In 2022, Olsson was appointed as "Special Scientific Envoy to India" with the Danish Academy of Technical Sciences (ATV) in close collaboration with the Innovation Centre Denmark in India (under the auspices of the MFA Denmark and the Ministry of Higher Education and Science (Denmark)). This is supported by the Novo Nordisk Foundation. She is also a founding member of Ecosystem-based Adaptation for Resilient Incomes (ECOBARI), and the Biodiversity Collaborative. In 2021, she co-founded Citizen Science for Biodiversity (CitSci India), and co-organizes their yearly conference. She is also an advisor ("Guru") for the Future Climate Leaders Programme and is on the advisory committee for the Research and Innovation Circle of Hyderabad (RICH).\

=== Public speaking ===
Olsson has given public speeches for TEDx. Her work has also appeared in the Science Gallery Dublin, Ireland, The Victoria and Albert Museum in London, UK, and the Department of Science and Technology (India) Science Express train. In 2023, she spoke at the 59th Nobel Conference.

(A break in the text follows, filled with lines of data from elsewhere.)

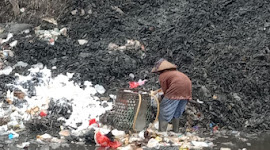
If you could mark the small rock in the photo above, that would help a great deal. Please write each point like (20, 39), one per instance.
(82, 41)
(74, 12)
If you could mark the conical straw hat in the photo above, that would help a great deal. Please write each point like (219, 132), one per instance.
(163, 65)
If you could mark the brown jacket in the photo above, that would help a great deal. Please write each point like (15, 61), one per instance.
(175, 85)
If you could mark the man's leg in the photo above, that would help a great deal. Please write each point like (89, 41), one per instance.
(178, 113)
(167, 111)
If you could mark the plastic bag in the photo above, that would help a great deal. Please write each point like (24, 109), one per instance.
(104, 141)
(93, 122)
(133, 85)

== Awards and recognition ==
For her scientific work, Olsson has been awarded a United Nations Pinning for Research Excellence by Ghandian Scholars and is a Ramanujan Fellow. Olsson's research has been featured by CNN, Nature (journal), Science (journal), Inverse (website), Haaretz, USA Today, Chemical and Engineering News, The Conversation (website), and The Hindu, among many other international news outlets.

Olsson was named an INK Fellow in 2016. For her efforts in sustainability, Olsson was recognized as one of "75 Women in STEAM in India".